Despite the worldwide momentum toward clean energy, two of America’s oil giants have recently placed significant bets on fossil fuels. Both Exxon Mobil and Chevron have announced massive acquisitions in the past month, revealing a strong belief in the long-term viability of oil and gas. In a surprising move, Chevron confirmed plans to acquire Hess for $53 billion in stock. This follows Exxon Mobil’s revelation less than two weeks earlier of their purchase of Pioneer Natural Resources for a staggering $59.5 billion in stock.

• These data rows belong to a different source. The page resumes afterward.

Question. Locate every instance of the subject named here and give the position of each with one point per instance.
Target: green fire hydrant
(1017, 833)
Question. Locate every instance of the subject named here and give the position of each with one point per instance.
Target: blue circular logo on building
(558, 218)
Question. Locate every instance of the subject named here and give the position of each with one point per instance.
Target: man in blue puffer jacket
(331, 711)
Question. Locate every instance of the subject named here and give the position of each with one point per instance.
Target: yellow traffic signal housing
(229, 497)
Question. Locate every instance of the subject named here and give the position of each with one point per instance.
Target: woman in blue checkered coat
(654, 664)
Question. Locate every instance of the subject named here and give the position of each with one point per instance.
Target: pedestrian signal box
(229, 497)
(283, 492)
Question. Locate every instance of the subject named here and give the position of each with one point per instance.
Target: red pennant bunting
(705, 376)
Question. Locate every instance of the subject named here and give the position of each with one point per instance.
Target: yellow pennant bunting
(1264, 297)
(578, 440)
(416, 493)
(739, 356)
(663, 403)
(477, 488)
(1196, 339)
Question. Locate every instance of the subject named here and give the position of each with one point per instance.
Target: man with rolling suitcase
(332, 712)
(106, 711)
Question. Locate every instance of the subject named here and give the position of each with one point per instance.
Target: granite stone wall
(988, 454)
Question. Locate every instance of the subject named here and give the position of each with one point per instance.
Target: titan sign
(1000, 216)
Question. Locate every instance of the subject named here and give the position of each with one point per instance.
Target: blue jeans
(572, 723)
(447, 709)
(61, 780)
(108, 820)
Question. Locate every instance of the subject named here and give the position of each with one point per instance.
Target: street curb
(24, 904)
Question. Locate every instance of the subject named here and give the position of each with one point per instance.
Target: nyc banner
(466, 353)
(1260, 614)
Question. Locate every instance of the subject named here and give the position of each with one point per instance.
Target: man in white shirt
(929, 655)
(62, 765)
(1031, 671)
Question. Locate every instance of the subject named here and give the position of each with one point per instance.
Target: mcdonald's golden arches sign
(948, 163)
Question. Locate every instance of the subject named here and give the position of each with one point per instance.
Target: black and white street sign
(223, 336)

Despite the International Energy Agency’s (IEA) recent report projecting an all-time high in global demand for fossil fuels by 2030, the IEA’s executive director, Fatih Birol, stands firm on the unstoppable transition to clean energy. However, Chevron and Exxon’s acquisitions suggest they’re bracing for a contrasting future.
Larry J. Goldstein, former president of the Petroleum Industry Research Foundation, underscores the industry’s belief in sustained oil demand. “Big oil companies are deeply committed to the industry, expecting strong oil demand for the next two to three decades,” he remarked. Ben Cahill, senior fellow at the Center for Strategic and International Studies, notes that current global oil consumption is near record levels. The belief is that major US oil and gas producers see a prolonged future for oil demand.
While investments in clean energy surge, continued demand for oil and gas remains due to global population growth, especially in rapidly developing regions like Africa and Asia. As Shon Hiatt, director at USC Marshall School of Business, explains, “In emerging economies, adopting low-carbon energy sources might be prohibitively expensive. Oil and gas are still vital, especially in Europe and North America.”
Both Exxon and Chevron are expanding while European counterparts face tighter emission regulations. Some experts speculate these American oil majors are capitalizing on European divestments. Amy Myers Jaffe, from New York University, believes that geopolitical sanctions against state-controlled oil companies in Russia, Venezuela, and Iran present strategic opportunities for American firms.
Accessibility and speed are key. Shale oil, especially from the Permian basin, is attractive due to its quick-to-market potential, explains Marianne Kah from Columbia University. Both recent acquisitions have strategically positioned Exxon and Chevron to tap into these reserves rapidly, providing them with flexibility in a volatile price climate.